Productionizing custom ML models using Google Cloud's Vertex AI

Context

The aim of this article is to showcase step-by-step how to productionize and serve a custom machine learning model using Google Cloud’s Vertex AI.

All the required code for this article is hosted on its GitHub repository. The directory structure is as following:

.
├── ping_endpoint.ipynb
├── predictor
│   ├── Dockerfile.ipynb
│   ├── bank_marketing__xgboost_v0__predictor.py
│   ├── example_payload.txt
│   └── requirements.txt
└── trainer
    ├── Dockerfile
    ├── bank_marketing__xgboost_v0__trainer.py
    └── requirements.txt

We will be going through each of these components in detail in the subsequent sections.

The dataset used to build this proof of concept is an open source dataset that is related with direct marketing campaigns (phone calls) of a Portuguese banking institution.

Dataset Source: Moro,S., Rita,P., and Cortez,P.. (2012). Bank Marketing. UCI Machine Learning Repository.

This dataset is licensed under a Creative Commons Attribution 4.0 International (CC BY 4.0) license.
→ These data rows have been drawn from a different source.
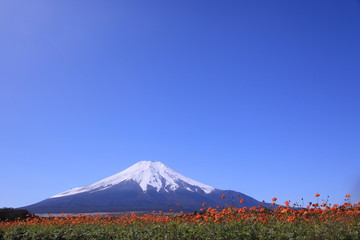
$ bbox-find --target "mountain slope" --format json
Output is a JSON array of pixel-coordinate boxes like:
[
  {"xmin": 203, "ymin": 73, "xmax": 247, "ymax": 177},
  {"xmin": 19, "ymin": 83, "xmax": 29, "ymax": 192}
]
[{"xmin": 24, "ymin": 161, "xmax": 267, "ymax": 213}]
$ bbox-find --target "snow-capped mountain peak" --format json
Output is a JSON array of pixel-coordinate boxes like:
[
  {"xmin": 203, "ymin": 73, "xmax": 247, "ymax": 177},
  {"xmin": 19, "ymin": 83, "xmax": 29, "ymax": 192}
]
[{"xmin": 51, "ymin": 161, "xmax": 215, "ymax": 198}]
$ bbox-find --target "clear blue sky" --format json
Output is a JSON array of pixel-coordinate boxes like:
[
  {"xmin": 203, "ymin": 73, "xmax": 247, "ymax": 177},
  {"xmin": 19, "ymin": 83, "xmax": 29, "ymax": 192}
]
[{"xmin": 0, "ymin": 0, "xmax": 360, "ymax": 207}]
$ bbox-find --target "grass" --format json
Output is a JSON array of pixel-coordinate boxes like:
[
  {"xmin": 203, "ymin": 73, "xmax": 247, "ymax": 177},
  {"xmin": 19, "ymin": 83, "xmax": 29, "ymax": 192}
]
[{"xmin": 0, "ymin": 195, "xmax": 360, "ymax": 240}]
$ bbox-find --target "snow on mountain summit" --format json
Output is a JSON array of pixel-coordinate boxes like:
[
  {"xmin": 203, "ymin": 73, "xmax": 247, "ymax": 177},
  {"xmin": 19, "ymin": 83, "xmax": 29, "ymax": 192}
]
[{"xmin": 51, "ymin": 161, "xmax": 215, "ymax": 198}]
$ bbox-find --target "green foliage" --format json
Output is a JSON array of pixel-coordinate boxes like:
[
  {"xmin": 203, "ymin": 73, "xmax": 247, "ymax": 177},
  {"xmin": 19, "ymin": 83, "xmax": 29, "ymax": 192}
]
[
  {"xmin": 0, "ymin": 208, "xmax": 33, "ymax": 221},
  {"xmin": 0, "ymin": 222, "xmax": 360, "ymax": 240}
]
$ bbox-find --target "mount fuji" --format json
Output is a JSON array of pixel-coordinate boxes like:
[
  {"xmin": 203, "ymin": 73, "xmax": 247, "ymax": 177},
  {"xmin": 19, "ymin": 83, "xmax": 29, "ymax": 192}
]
[{"xmin": 23, "ymin": 161, "xmax": 269, "ymax": 213}]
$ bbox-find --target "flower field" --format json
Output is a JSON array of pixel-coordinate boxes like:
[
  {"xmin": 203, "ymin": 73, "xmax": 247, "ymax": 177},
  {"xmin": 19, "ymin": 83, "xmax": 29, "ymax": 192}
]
[{"xmin": 0, "ymin": 195, "xmax": 360, "ymax": 240}]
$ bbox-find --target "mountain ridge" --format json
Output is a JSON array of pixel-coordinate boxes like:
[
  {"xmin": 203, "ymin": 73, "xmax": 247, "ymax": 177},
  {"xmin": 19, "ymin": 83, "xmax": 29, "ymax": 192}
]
[{"xmin": 23, "ymin": 161, "xmax": 270, "ymax": 213}]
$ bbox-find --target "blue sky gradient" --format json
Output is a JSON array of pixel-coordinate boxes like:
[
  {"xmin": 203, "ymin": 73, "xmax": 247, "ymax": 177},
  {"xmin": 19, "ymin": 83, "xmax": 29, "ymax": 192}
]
[{"xmin": 0, "ymin": 0, "xmax": 360, "ymax": 207}]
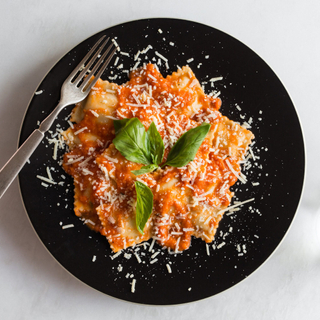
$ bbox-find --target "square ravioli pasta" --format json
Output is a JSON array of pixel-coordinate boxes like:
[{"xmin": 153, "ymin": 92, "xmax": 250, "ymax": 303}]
[{"xmin": 63, "ymin": 64, "xmax": 254, "ymax": 252}]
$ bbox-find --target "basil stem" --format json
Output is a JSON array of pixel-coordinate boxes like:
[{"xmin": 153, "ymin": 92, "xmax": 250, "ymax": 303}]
[{"xmin": 134, "ymin": 181, "xmax": 153, "ymax": 234}]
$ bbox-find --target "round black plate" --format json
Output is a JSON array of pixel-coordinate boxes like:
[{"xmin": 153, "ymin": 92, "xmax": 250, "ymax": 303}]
[{"xmin": 19, "ymin": 19, "xmax": 305, "ymax": 305}]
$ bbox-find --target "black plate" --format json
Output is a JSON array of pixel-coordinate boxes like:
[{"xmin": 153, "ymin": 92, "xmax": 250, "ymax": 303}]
[{"xmin": 19, "ymin": 19, "xmax": 305, "ymax": 305}]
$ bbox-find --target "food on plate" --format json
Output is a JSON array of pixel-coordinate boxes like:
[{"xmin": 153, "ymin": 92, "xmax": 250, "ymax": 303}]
[{"xmin": 63, "ymin": 64, "xmax": 253, "ymax": 252}]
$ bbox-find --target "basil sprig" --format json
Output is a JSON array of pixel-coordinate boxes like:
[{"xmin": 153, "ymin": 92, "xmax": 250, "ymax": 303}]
[
  {"xmin": 134, "ymin": 181, "xmax": 153, "ymax": 234},
  {"xmin": 113, "ymin": 118, "xmax": 210, "ymax": 234},
  {"xmin": 162, "ymin": 122, "xmax": 211, "ymax": 167},
  {"xmin": 113, "ymin": 118, "xmax": 164, "ymax": 176},
  {"xmin": 112, "ymin": 118, "xmax": 151, "ymax": 165}
]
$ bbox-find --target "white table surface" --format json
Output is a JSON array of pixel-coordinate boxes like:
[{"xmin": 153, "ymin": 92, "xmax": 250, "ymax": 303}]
[{"xmin": 0, "ymin": 0, "xmax": 320, "ymax": 320}]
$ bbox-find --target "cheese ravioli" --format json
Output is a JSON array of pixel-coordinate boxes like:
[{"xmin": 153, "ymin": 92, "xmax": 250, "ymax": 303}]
[{"xmin": 63, "ymin": 64, "xmax": 253, "ymax": 252}]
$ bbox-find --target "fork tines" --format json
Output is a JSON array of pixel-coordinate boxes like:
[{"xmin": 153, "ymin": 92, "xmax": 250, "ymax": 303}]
[{"xmin": 65, "ymin": 35, "xmax": 117, "ymax": 92}]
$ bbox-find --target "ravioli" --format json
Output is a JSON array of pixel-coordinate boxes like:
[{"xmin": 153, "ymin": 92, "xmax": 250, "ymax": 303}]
[{"xmin": 63, "ymin": 64, "xmax": 254, "ymax": 252}]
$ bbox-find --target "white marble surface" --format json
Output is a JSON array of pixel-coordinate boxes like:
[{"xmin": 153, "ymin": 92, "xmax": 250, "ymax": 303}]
[{"xmin": 0, "ymin": 0, "xmax": 320, "ymax": 320}]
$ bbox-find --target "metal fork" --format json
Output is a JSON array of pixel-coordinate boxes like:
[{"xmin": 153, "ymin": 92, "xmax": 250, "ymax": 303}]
[{"xmin": 0, "ymin": 36, "xmax": 117, "ymax": 198}]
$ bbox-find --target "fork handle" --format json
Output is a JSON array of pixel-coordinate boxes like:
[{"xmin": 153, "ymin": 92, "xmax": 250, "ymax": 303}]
[{"xmin": 0, "ymin": 129, "xmax": 44, "ymax": 198}]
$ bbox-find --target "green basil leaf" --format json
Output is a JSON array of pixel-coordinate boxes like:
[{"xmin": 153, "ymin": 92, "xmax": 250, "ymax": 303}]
[
  {"xmin": 134, "ymin": 181, "xmax": 153, "ymax": 234},
  {"xmin": 112, "ymin": 118, "xmax": 151, "ymax": 165},
  {"xmin": 131, "ymin": 163, "xmax": 159, "ymax": 176},
  {"xmin": 113, "ymin": 119, "xmax": 130, "ymax": 135},
  {"xmin": 147, "ymin": 121, "xmax": 164, "ymax": 164},
  {"xmin": 163, "ymin": 122, "xmax": 211, "ymax": 167}
]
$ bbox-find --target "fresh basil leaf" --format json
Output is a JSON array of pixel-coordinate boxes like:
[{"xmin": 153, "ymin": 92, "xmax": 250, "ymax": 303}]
[
  {"xmin": 147, "ymin": 121, "xmax": 164, "ymax": 164},
  {"xmin": 113, "ymin": 119, "xmax": 130, "ymax": 135},
  {"xmin": 131, "ymin": 163, "xmax": 159, "ymax": 176},
  {"xmin": 163, "ymin": 122, "xmax": 211, "ymax": 167},
  {"xmin": 112, "ymin": 118, "xmax": 151, "ymax": 165},
  {"xmin": 134, "ymin": 181, "xmax": 153, "ymax": 234}
]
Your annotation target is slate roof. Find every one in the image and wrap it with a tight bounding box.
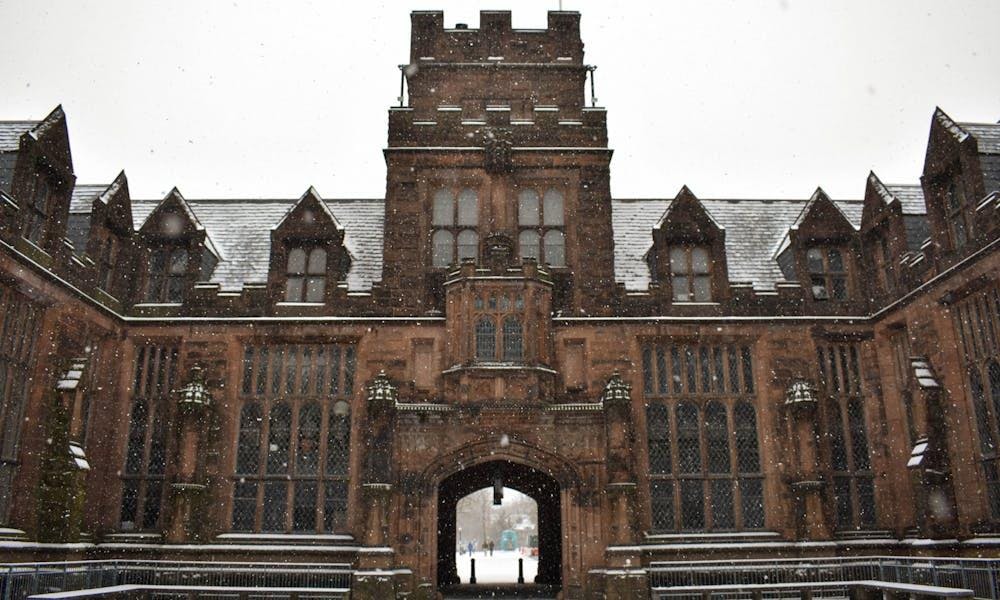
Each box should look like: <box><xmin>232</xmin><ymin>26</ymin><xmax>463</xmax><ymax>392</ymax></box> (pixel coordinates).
<box><xmin>611</xmin><ymin>199</ymin><xmax>863</xmax><ymax>291</ymax></box>
<box><xmin>979</xmin><ymin>154</ymin><xmax>1000</xmax><ymax>194</ymax></box>
<box><xmin>958</xmin><ymin>123</ymin><xmax>1000</xmax><ymax>154</ymax></box>
<box><xmin>132</xmin><ymin>198</ymin><xmax>385</xmax><ymax>292</ymax></box>
<box><xmin>885</xmin><ymin>188</ymin><xmax>927</xmax><ymax>215</ymax></box>
<box><xmin>69</xmin><ymin>183</ymin><xmax>110</xmax><ymax>214</ymax></box>
<box><xmin>0</xmin><ymin>121</ymin><xmax>40</xmax><ymax>152</ymax></box>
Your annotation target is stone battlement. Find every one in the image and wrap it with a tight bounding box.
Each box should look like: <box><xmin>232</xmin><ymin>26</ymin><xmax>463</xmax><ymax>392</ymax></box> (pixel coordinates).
<box><xmin>389</xmin><ymin>106</ymin><xmax>608</xmax><ymax>148</ymax></box>
<box><xmin>410</xmin><ymin>10</ymin><xmax>583</xmax><ymax>65</ymax></box>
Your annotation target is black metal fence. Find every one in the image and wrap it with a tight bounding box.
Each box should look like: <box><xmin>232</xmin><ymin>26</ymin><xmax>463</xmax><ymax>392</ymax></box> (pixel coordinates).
<box><xmin>648</xmin><ymin>556</ymin><xmax>1000</xmax><ymax>600</ymax></box>
<box><xmin>0</xmin><ymin>560</ymin><xmax>351</xmax><ymax>600</ymax></box>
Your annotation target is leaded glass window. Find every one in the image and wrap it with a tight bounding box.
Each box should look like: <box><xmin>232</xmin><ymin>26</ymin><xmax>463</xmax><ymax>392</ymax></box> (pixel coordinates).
<box><xmin>431</xmin><ymin>188</ymin><xmax>479</xmax><ymax>268</ymax></box>
<box><xmin>232</xmin><ymin>344</ymin><xmax>356</xmax><ymax>532</ymax></box>
<box><xmin>23</xmin><ymin>175</ymin><xmax>52</xmax><ymax>244</ymax></box>
<box><xmin>817</xmin><ymin>342</ymin><xmax>876</xmax><ymax>530</ymax></box>
<box><xmin>517</xmin><ymin>188</ymin><xmax>566</xmax><ymax>267</ymax></box>
<box><xmin>642</xmin><ymin>344</ymin><xmax>764</xmax><ymax>531</ymax></box>
<box><xmin>285</xmin><ymin>248</ymin><xmax>326</xmax><ymax>302</ymax></box>
<box><xmin>145</xmin><ymin>248</ymin><xmax>188</xmax><ymax>303</ymax></box>
<box><xmin>670</xmin><ymin>246</ymin><xmax>712</xmax><ymax>302</ymax></box>
<box><xmin>806</xmin><ymin>247</ymin><xmax>848</xmax><ymax>300</ymax></box>
<box><xmin>952</xmin><ymin>287</ymin><xmax>1000</xmax><ymax>522</ymax></box>
<box><xmin>120</xmin><ymin>346</ymin><xmax>178</xmax><ymax>531</ymax></box>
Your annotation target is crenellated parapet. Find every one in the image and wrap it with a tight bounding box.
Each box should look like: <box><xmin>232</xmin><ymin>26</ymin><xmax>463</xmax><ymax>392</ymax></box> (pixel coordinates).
<box><xmin>388</xmin><ymin>105</ymin><xmax>608</xmax><ymax>150</ymax></box>
<box><xmin>410</xmin><ymin>10</ymin><xmax>583</xmax><ymax>65</ymax></box>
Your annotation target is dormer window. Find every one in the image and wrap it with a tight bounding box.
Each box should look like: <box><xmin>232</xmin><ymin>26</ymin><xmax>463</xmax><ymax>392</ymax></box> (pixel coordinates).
<box><xmin>285</xmin><ymin>248</ymin><xmax>326</xmax><ymax>302</ymax></box>
<box><xmin>947</xmin><ymin>181</ymin><xmax>969</xmax><ymax>250</ymax></box>
<box><xmin>431</xmin><ymin>188</ymin><xmax>479</xmax><ymax>267</ymax></box>
<box><xmin>23</xmin><ymin>177</ymin><xmax>52</xmax><ymax>244</ymax></box>
<box><xmin>670</xmin><ymin>246</ymin><xmax>712</xmax><ymax>302</ymax></box>
<box><xmin>806</xmin><ymin>247</ymin><xmax>847</xmax><ymax>300</ymax></box>
<box><xmin>517</xmin><ymin>189</ymin><xmax>566</xmax><ymax>267</ymax></box>
<box><xmin>145</xmin><ymin>248</ymin><xmax>188</xmax><ymax>303</ymax></box>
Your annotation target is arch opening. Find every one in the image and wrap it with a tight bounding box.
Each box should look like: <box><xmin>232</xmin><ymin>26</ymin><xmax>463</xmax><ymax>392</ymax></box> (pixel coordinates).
<box><xmin>437</xmin><ymin>460</ymin><xmax>562</xmax><ymax>587</ymax></box>
<box><xmin>455</xmin><ymin>487</ymin><xmax>538</xmax><ymax>584</ymax></box>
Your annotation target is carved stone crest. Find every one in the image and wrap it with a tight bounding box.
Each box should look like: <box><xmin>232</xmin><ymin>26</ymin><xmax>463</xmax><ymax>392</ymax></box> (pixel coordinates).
<box><xmin>483</xmin><ymin>128</ymin><xmax>514</xmax><ymax>173</ymax></box>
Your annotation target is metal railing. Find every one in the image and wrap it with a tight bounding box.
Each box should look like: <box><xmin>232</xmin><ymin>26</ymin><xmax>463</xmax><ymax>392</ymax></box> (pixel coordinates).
<box><xmin>0</xmin><ymin>560</ymin><xmax>351</xmax><ymax>600</ymax></box>
<box><xmin>28</xmin><ymin>585</ymin><xmax>351</xmax><ymax>600</ymax></box>
<box><xmin>648</xmin><ymin>556</ymin><xmax>1000</xmax><ymax>600</ymax></box>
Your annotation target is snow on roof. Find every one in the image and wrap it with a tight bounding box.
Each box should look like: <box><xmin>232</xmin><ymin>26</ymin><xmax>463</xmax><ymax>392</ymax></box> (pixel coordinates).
<box><xmin>934</xmin><ymin>108</ymin><xmax>969</xmax><ymax>142</ymax></box>
<box><xmin>123</xmin><ymin>193</ymin><xmax>862</xmax><ymax>292</ymax></box>
<box><xmin>0</xmin><ymin>121</ymin><xmax>40</xmax><ymax>152</ymax></box>
<box><xmin>868</xmin><ymin>173</ymin><xmax>927</xmax><ymax>215</ymax></box>
<box><xmin>69</xmin><ymin>183</ymin><xmax>108</xmax><ymax>214</ymax></box>
<box><xmin>611</xmin><ymin>199</ymin><xmax>863</xmax><ymax>291</ymax></box>
<box><xmin>132</xmin><ymin>199</ymin><xmax>385</xmax><ymax>292</ymax></box>
<box><xmin>959</xmin><ymin>123</ymin><xmax>1000</xmax><ymax>154</ymax></box>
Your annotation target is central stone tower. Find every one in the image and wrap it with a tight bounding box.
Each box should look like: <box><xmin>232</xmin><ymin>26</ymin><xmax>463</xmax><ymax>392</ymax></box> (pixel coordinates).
<box><xmin>382</xmin><ymin>11</ymin><xmax>617</xmax><ymax>315</ymax></box>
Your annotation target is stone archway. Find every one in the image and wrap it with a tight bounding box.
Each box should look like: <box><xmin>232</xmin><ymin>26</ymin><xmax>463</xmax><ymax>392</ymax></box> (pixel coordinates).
<box><xmin>437</xmin><ymin>458</ymin><xmax>563</xmax><ymax>586</ymax></box>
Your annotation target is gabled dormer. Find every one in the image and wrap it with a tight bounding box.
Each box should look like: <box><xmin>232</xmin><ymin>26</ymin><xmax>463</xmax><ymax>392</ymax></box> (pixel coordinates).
<box><xmin>268</xmin><ymin>187</ymin><xmax>351</xmax><ymax>306</ymax></box>
<box><xmin>775</xmin><ymin>188</ymin><xmax>859</xmax><ymax>304</ymax></box>
<box><xmin>81</xmin><ymin>171</ymin><xmax>139</xmax><ymax>299</ymax></box>
<box><xmin>137</xmin><ymin>188</ymin><xmax>221</xmax><ymax>304</ymax></box>
<box><xmin>861</xmin><ymin>172</ymin><xmax>928</xmax><ymax>296</ymax></box>
<box><xmin>920</xmin><ymin>108</ymin><xmax>1000</xmax><ymax>264</ymax></box>
<box><xmin>0</xmin><ymin>106</ymin><xmax>76</xmax><ymax>255</ymax></box>
<box><xmin>646</xmin><ymin>186</ymin><xmax>729</xmax><ymax>303</ymax></box>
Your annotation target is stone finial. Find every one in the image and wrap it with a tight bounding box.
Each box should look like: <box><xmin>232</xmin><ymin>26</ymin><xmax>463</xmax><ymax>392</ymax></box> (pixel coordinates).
<box><xmin>601</xmin><ymin>369</ymin><xmax>632</xmax><ymax>405</ymax></box>
<box><xmin>368</xmin><ymin>369</ymin><xmax>399</xmax><ymax>407</ymax></box>
<box><xmin>785</xmin><ymin>379</ymin><xmax>819</xmax><ymax>407</ymax></box>
<box><xmin>174</xmin><ymin>365</ymin><xmax>212</xmax><ymax>410</ymax></box>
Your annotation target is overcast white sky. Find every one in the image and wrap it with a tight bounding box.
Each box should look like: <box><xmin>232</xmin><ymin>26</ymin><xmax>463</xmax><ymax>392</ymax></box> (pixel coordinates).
<box><xmin>0</xmin><ymin>0</ymin><xmax>1000</xmax><ymax>198</ymax></box>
Productionization Architecture

GCP - Vertex AI - Using custom training and prediction containers

There are 5 key components of the above system design architecure:

Data warehouse
- Data warehouses are now standard in most enterprises and are central repositories of integrated data from one or more disparate sources. In our system design, the data warehouse is BigQuery.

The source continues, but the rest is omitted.